Kate entered the Convent at a time when Religious Life was very settled and predictable. The rhythm of life which emphasized the balance between action and contemplation grounded her in the deep spirituality and practical action which have become the hallmarks of her life. As a teacher at St Aloysius College and Parkside, and teaching Principal at Albert Park, Millicent, Mount Gambier and Elizabeth, Kate was already reaching out to families and especially to struggling mothers. Vatican II disturbed the routine of Religious Life as we knew it, and Kate was up to the challenge to search out the places where we were surely called to minister as Sisters of Mercy.

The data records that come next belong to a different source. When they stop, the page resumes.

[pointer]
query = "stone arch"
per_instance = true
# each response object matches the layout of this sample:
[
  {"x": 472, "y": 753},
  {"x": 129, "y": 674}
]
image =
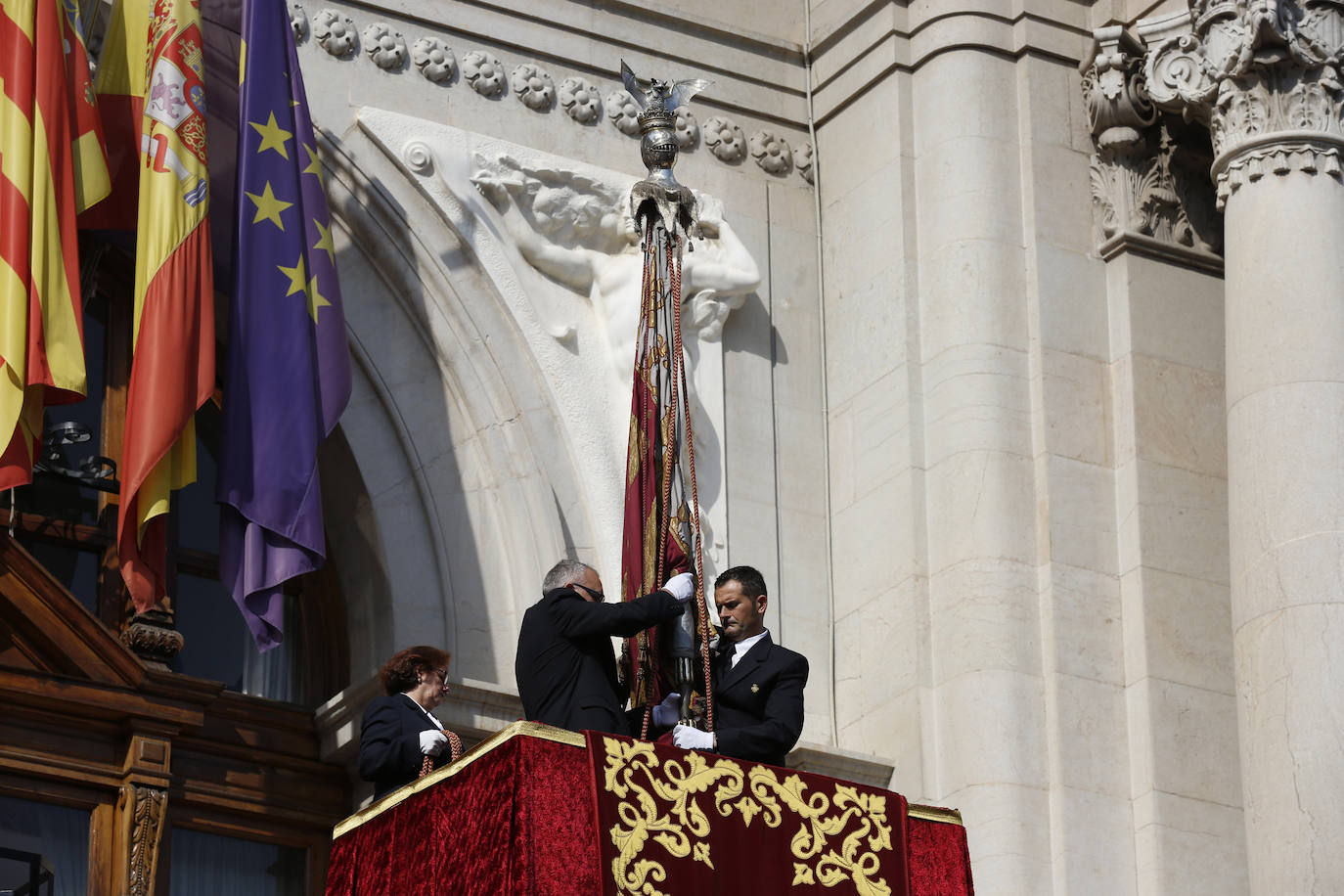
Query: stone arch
[{"x": 468, "y": 486}]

‘Women on the Move’ (a history of the Adelaide Sisters of Mercy) p. 415, talks about one area of ministry that attracted Kate’s attention.


“From 1978, the Inter-Church Trade and Industry Mission (SA) had been inviting the Sisters of Mercy to join the mission as industrial chaplains. With the economic atmosphere of the period and the impact of new technology, people in the work force were under severe strains. There was escalating pressure to perform. There was increasing fear of retrenchment or of company failure as well as personal life problems. Many employees were seriously exploring the spiritual questions of life. Migrant women were in a particularly vulnerable position. At various times, three sisters responded to the challenge of ministering to employees, management and unions.”

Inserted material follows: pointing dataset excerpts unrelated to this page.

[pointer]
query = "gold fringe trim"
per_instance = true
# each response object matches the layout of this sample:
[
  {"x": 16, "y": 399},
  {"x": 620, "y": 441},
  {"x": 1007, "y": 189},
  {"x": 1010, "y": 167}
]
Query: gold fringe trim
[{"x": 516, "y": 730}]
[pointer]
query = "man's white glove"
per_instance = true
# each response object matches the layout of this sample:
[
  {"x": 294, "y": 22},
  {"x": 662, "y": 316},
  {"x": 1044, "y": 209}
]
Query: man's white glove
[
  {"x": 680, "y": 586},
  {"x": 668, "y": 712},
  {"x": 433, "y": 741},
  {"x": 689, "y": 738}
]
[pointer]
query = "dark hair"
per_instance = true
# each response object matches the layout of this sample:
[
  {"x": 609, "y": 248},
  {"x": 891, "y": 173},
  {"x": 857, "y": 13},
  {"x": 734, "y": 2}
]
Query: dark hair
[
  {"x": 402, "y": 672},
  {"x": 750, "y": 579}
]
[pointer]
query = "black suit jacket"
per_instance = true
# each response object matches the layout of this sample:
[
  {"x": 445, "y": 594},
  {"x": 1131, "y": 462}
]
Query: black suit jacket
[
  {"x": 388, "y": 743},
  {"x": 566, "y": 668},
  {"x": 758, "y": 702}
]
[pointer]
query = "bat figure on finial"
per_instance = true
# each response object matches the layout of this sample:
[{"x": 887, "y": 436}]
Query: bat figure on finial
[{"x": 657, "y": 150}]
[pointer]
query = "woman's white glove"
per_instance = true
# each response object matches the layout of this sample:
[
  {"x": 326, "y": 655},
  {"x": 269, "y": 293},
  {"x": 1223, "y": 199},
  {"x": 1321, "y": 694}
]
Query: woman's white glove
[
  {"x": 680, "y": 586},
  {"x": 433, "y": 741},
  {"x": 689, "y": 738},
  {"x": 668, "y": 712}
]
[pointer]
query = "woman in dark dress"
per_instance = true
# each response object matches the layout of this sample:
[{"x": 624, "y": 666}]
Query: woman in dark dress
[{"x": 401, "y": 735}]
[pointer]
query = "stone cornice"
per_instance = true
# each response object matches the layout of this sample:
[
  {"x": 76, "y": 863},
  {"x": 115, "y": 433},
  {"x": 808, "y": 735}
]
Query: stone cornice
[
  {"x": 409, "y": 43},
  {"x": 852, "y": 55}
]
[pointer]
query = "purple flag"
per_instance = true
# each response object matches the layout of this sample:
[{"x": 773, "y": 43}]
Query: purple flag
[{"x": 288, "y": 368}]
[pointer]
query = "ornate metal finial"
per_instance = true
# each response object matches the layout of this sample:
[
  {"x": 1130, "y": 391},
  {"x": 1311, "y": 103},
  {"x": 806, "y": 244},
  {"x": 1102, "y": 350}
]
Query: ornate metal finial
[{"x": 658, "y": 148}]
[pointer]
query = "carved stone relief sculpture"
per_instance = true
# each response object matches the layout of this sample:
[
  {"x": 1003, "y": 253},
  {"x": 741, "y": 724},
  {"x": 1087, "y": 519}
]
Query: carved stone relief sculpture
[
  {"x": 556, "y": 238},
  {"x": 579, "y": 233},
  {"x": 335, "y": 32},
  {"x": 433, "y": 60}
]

Kate was one of these sisters.


‘Women on the Move’ goes on:


“In the mid-1980s, Kate Conley also moved into chaplaincy at the women’s prison. One source of joy for her lay in the ecumenical prayer rituals she conducted regularly at the prison in a way which tapped into the events within the women’s lives, their joys and their sorrows. She felt she received strength and inspiration from her growing relationship with the women and the deeper knowledge of their whole story, which often included great courage. Her prison and her industrial ministries sometimes merged. At Christmas, 1992, for example, Central Linen allowed a worker time off to be Father Christmas at a prison party. Women employees donated some of the gifts. It was a significant outreach, she felt, to people who often find no bridge back into the community.”


It was in the services celebrating deaths and births and other big events in the lives of the women prisoners that Kate said she felt ‘ordained by circumstance’.

. . . .
“In 1992, the Catholic Prison Ministry Committee was established, largely – according to ’SA Catholic’ – through Kate’s driving force. She had made an extensive tour of women’s prisons around Australia during the previous year. Her trip was funded by a grant from the International Church Women’s Fellowship of the Lost Coin, which furthered the development of women, especially women on margins. The tour also led her to plead for a wider introduction of alternative forms of sentencing.”

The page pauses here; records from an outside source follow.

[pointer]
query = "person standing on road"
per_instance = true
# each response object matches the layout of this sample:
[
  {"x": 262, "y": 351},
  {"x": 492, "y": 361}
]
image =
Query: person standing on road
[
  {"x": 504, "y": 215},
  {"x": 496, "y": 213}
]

Kate was a mover and shaker, not just happy with going along with the status quo, but always looking for ways to improve the lives of the women. She worked with others in the establishment of Taryn House, a half-way house for women leaving prison. She provided accommodation in a small unit at the back of her house for women who needed a break or a roof over their heads for a while. She travelled around Australia and overseas, researching ideas to improve the lives of the women she worked with. She promoted the concept and application of Restorative Justice as a way to bring the victims of crime to engage with the perpetrators.


Kate worked with other chaplains and with the staff at the prison and through these friendships was able to encourage good things to happen. Through her friendships with the women prisoners and their children and families, Kate was able to support them in their highs and lows. And her support is ongoing.


She was involved in forming groups where women could support each other – like a Catholic Single Parents group at Henley Beach in 1978. In 1988 she supported the establishment of Catherine House, a shelter and safe place for women in distress and served as Chairperson and Board Member for many years. In 1990, she helped organize Home Retreats through Sophia Women’s Spirituality Centre. Her Retreat work has continued with many different groups, including staff of our Mercy Schools.


More recently, Kate has spent time at the Refugee Centre at Curtin, and supports other Sisters in ministering to refugees and asylum seekers in our community.


Within the Adelaide Mercies, Kate has been a leader and an influencer. She served on two Provincial Councils and was appointed Novice Mistress for a term, in charge of the formation of young women who joined the Order. When there is a speech to be made, Kate is often the one called on to do it. She can always make us laugh.


When she had a chance to take a ‘sabbatical’ in 1995, she chose to spend the time in a shepherd’s hut in the Barossa Valley, a time when she could be truly contemplative in her little hermitage – focusing on her painting and poetry and immersing herself in nature. It was a time to nourish her soul and prepare her to go back to her work.


Kate is a story-teller, a good friend to many, a community builder – both among the Sisters and among those she worked with. She is a leader, a formator, a connector, an artist, a poet, a contemplative, an activist, a lover of life.


We are so happy that she and her work have been recognised through the awarding of the Medal of the Order of Australia (OAM).